Sans casser d’e ?
Le troisième et dernier volet de la version cinématographique de la série Downton Abbey a pour titre original Downton Abbey: The Grand Finale, pour titre français Downton Abbey 3 : le Grand Final et pour titre québécois Downton Abbey : la Grande Finale. La différence entre ces deux derniers titres ne doit point surprendre. Les Québécois – même si leur parler est souvent assaisonné d’anglicismes – tiennent à marquer leur indépendance culturelle vis-à-vis de leurs voisins anglophones, américains et canadiens, mais aussi, d’une certaine manière, vis-à-vis de la France. Une loi interdit entre autres d’exploiter au Québec les doublages français made in France de films américains ; ces films font l’objet d’un doublage spécifique made in Quebec par des comédiens québécois. Et, très logiquement, les titres français et les titres québécois sont assez souvent différents eux aussi, les seconds refusant farouchement de reprendre tel quel le titre anglais original, comme cela arrive de plus en plus en France. Conjuring reste Conjuring en France, mais se nomme La Conjuration au Québec. De la même façon, l’épisode Dead Reckoning de Mission impossible est devenu au Québec Bilan mortel. (1)

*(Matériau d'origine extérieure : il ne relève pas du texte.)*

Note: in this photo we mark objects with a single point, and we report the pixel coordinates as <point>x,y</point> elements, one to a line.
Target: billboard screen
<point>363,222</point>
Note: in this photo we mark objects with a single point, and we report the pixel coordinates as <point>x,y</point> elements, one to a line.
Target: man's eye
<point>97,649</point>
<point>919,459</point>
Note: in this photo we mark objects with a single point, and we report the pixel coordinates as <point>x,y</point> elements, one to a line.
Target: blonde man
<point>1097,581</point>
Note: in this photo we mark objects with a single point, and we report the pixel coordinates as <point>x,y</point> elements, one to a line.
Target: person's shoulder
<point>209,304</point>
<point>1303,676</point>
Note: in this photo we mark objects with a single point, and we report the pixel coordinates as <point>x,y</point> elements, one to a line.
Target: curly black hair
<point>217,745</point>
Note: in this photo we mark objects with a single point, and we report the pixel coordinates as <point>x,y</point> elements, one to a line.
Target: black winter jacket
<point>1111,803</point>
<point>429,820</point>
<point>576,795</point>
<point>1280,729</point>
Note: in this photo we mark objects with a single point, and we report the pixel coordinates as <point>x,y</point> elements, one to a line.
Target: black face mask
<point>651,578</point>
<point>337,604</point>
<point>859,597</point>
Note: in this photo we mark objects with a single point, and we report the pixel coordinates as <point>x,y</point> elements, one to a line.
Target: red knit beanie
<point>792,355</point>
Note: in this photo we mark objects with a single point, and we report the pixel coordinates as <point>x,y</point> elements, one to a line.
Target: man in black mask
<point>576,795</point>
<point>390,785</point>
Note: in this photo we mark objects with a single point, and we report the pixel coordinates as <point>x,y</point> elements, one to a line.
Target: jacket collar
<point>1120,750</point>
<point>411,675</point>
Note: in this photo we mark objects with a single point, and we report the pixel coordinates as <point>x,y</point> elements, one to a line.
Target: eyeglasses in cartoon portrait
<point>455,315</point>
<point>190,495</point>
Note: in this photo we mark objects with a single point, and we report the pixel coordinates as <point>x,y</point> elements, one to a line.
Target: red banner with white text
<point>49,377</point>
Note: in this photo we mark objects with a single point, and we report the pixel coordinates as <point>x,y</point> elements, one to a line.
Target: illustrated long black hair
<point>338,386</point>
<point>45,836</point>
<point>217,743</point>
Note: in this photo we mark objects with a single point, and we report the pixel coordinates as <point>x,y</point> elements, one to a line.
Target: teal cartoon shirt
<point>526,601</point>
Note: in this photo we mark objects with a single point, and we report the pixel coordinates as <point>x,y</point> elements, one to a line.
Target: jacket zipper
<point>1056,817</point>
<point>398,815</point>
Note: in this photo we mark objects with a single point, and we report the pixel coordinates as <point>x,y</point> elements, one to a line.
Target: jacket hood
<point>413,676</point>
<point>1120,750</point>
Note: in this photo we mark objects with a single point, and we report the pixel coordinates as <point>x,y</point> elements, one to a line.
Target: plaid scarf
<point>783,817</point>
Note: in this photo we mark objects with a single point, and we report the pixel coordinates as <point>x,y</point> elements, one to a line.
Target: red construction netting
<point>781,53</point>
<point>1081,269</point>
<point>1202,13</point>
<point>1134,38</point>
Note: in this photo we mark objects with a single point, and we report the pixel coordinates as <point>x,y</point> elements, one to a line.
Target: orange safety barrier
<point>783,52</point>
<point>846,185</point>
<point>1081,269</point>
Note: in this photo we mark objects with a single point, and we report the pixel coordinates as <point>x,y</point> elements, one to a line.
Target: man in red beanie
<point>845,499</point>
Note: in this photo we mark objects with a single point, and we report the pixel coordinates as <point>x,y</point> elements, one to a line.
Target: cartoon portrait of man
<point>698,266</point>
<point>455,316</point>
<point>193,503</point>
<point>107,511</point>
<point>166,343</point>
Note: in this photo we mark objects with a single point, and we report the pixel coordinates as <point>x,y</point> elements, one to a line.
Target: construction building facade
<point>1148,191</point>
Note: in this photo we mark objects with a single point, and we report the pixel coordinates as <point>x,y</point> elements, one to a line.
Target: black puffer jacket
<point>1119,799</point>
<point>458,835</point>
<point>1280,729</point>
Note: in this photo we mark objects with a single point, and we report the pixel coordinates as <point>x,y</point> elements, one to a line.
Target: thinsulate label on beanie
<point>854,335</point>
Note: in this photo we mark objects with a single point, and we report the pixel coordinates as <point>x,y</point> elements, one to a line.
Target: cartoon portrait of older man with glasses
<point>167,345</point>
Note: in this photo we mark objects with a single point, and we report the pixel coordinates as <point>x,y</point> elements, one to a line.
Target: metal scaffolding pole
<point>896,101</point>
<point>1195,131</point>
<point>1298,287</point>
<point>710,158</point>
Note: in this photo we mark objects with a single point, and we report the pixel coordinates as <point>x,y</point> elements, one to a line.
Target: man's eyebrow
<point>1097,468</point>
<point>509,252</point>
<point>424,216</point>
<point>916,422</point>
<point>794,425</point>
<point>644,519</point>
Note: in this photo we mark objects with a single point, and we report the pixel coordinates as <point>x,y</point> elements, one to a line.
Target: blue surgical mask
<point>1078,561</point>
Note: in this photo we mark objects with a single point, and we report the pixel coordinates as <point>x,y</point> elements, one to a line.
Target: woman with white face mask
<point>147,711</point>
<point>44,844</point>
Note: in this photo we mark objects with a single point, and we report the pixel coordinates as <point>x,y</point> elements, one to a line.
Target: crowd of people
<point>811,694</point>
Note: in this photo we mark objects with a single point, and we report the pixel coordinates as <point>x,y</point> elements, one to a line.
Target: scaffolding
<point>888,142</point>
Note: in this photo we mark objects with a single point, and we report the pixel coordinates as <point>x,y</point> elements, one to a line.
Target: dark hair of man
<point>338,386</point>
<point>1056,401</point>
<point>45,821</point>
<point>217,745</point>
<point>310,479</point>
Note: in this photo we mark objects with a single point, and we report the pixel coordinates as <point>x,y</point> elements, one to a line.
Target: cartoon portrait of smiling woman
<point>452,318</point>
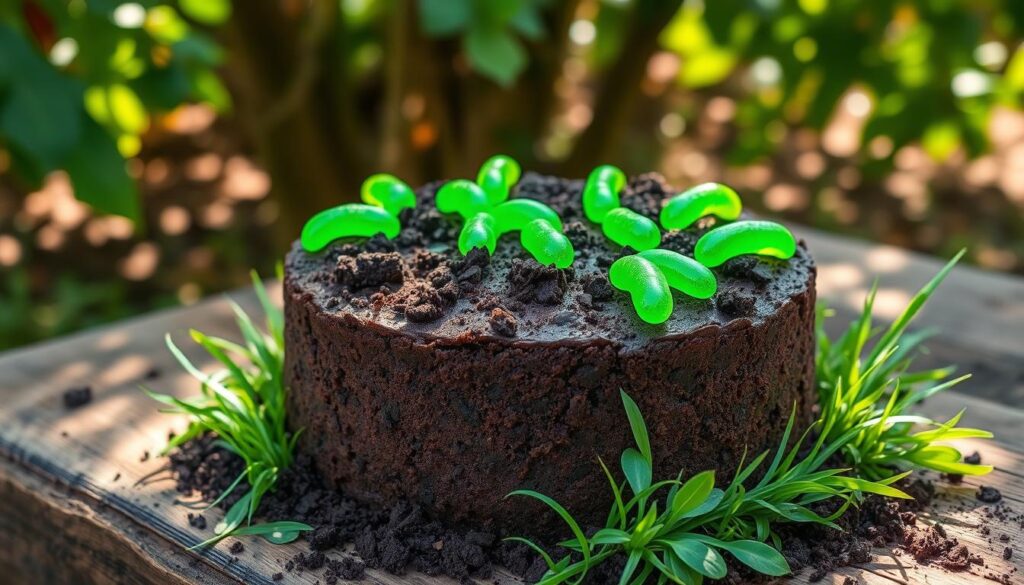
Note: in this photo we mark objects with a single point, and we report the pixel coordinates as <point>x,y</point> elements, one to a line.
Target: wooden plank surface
<point>74,472</point>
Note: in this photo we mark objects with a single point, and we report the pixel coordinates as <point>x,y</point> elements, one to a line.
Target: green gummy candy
<point>762,238</point>
<point>647,287</point>
<point>684,274</point>
<point>514,214</point>
<point>462,197</point>
<point>548,245</point>
<point>497,176</point>
<point>709,199</point>
<point>627,227</point>
<point>388,192</point>
<point>600,195</point>
<point>353,219</point>
<point>478,233</point>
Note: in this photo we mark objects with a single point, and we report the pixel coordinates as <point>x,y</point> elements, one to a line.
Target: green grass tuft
<point>244,405</point>
<point>866,389</point>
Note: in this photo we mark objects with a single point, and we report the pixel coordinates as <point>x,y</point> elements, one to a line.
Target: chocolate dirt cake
<point>419,373</point>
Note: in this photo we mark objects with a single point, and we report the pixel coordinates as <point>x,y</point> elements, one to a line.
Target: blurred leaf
<point>97,172</point>
<point>528,24</point>
<point>164,24</point>
<point>208,87</point>
<point>941,139</point>
<point>439,17</point>
<point>126,110</point>
<point>39,114</point>
<point>1015,70</point>
<point>496,54</point>
<point>704,63</point>
<point>207,11</point>
<point>163,88</point>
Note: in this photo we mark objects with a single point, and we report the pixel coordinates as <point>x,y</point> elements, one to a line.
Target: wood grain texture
<point>71,510</point>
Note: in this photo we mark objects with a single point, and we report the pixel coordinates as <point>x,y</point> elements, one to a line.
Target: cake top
<point>420,283</point>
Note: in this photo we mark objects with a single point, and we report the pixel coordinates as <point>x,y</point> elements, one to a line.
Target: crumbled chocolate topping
<point>369,269</point>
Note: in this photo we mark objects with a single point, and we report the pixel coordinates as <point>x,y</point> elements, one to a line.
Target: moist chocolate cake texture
<point>424,375</point>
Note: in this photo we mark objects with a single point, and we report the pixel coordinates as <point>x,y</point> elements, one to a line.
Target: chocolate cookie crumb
<point>197,520</point>
<point>530,282</point>
<point>76,398</point>
<point>369,269</point>
<point>988,495</point>
<point>503,322</point>
<point>735,302</point>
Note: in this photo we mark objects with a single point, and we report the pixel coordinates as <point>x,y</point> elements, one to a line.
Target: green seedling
<point>741,238</point>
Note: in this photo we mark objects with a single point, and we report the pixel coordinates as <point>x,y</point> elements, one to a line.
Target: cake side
<point>450,381</point>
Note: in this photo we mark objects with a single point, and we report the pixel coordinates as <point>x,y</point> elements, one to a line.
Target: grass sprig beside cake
<point>244,405</point>
<point>870,391</point>
<point>864,441</point>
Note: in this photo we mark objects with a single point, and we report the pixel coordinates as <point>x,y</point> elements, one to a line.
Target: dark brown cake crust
<point>419,374</point>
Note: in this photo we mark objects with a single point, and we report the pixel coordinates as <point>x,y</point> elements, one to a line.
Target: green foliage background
<point>325,92</point>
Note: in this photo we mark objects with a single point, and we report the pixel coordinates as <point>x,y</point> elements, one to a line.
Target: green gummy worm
<point>709,199</point>
<point>762,238</point>
<point>497,176</point>
<point>548,245</point>
<point>600,195</point>
<point>647,287</point>
<point>478,232</point>
<point>514,214</point>
<point>684,274</point>
<point>353,219</point>
<point>462,197</point>
<point>627,227</point>
<point>388,192</point>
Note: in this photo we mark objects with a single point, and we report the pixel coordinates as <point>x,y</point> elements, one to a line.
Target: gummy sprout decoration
<point>387,192</point>
<point>627,227</point>
<point>354,219</point>
<point>513,215</point>
<point>489,214</point>
<point>709,199</point>
<point>479,232</point>
<point>497,176</point>
<point>384,197</point>
<point>546,244</point>
<point>647,287</point>
<point>462,197</point>
<point>682,273</point>
<point>762,238</point>
<point>600,195</point>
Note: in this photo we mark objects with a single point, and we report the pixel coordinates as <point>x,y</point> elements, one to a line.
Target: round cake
<point>449,380</point>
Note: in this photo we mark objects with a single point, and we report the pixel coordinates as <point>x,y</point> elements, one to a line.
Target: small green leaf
<point>693,493</point>
<point>638,426</point>
<point>699,557</point>
<point>276,533</point>
<point>609,536</point>
<point>757,555</point>
<point>496,54</point>
<point>710,504</point>
<point>636,469</point>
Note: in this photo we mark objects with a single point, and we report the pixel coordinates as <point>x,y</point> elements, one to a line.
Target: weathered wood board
<point>71,509</point>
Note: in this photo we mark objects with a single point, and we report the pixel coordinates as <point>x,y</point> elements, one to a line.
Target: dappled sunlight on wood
<point>839,278</point>
<point>883,259</point>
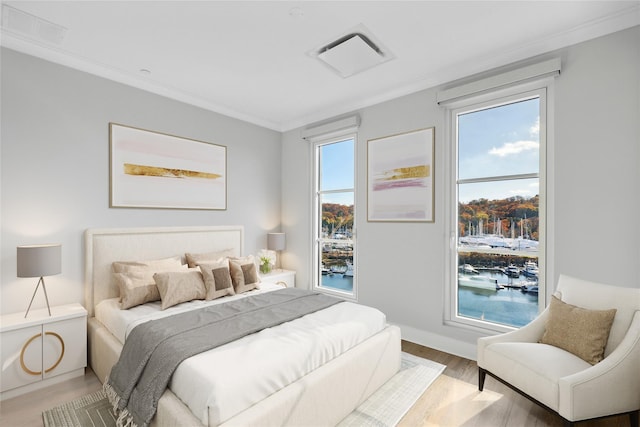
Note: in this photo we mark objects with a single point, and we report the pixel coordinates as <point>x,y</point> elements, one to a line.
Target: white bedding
<point>220,383</point>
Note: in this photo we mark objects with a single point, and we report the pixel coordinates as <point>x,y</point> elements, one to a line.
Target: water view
<point>509,301</point>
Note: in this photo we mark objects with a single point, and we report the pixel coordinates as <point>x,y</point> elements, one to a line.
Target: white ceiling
<point>252,61</point>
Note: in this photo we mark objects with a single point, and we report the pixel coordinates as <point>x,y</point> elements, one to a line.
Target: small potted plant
<point>266,261</point>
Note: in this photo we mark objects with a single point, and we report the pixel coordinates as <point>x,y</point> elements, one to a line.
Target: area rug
<point>384,408</point>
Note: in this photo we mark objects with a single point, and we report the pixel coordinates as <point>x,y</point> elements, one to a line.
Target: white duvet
<point>220,383</point>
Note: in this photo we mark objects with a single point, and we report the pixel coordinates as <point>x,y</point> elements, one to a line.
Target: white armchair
<point>561,381</point>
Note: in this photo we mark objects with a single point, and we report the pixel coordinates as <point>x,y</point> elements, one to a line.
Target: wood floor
<point>452,400</point>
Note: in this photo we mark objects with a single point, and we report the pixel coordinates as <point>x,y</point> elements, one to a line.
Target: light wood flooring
<point>452,400</point>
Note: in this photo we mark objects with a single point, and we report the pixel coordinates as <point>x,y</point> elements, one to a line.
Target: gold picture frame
<point>156,170</point>
<point>400,177</point>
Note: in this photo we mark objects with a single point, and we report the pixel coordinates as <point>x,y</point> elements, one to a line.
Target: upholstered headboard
<point>103,246</point>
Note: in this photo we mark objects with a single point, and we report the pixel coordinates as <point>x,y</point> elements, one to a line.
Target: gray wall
<point>55,181</point>
<point>594,165</point>
<point>55,168</point>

Seulement, chose assez drôle à propos de Downton Abbey 3, les deux traductions, française et québécoise, tout en étant différentes, se rejoignent au grand rendez-vous des contresens. En féminisant l’ensemble, la Grande Finale, les Québécois font de ce chapitre ayant pour décor l’aristocratie britannique un match de hockey sur glace – assimilation quelque peu incongrue. En anglais, la différence entre final et finale est simple, parce qu’elle s’entend. Final, quand il s’agit d’une finale de tennis ou de football, se prononce fa-ï-nal, alors que finale – que nous avons ici dans le titre original – se prononce à peu de chose près fi-na-li.
Parce que, voyez-vous, Mesdames et Messieurs, ce finale n’est pas exactement de l’anglais, mais de l’italien. Il désigne le plus souvent la grande scène qui conclut un opéra. Et la forme correcte en français est la même. Nous devrions lire sur les affiches Downton Abbey 3 : le Grand Finale. Seulement, voyez-vous, Signore e Signori, la faute est si répandue que certains dictionnaires acceptent désormais la forme final pour désigner le finale d’un opéra ou d’un film. Car, hélas, la moral n’existe pas dans le domaine de la langue.
Profitons de l’occasion pour pester contre la tournure au final surgie il y a quelques années d’on ne sait quelle monstrueuse arrière-boutique et qui n’appartient pas à la langue française. Celle-ci dispose déjà de finalement, en définitive, tout compte fait, en dernier ressort, en dernier lieu. Mais nous ne nous faisons aucune illusion, au final, notre combat sera perdu, puisqu’il est perdu d’avance, ou, si vous préférez, à l’initial.
FAL
(1) Ajoutons que Quantum of Solace a été rebaptisé au Québec 007 Quantum, ce qui ne clarifie guère les choses, mais, présenté ainsi, Quantum n’a plus à être compris : c’est simplement le nom de l’organisation des méchants.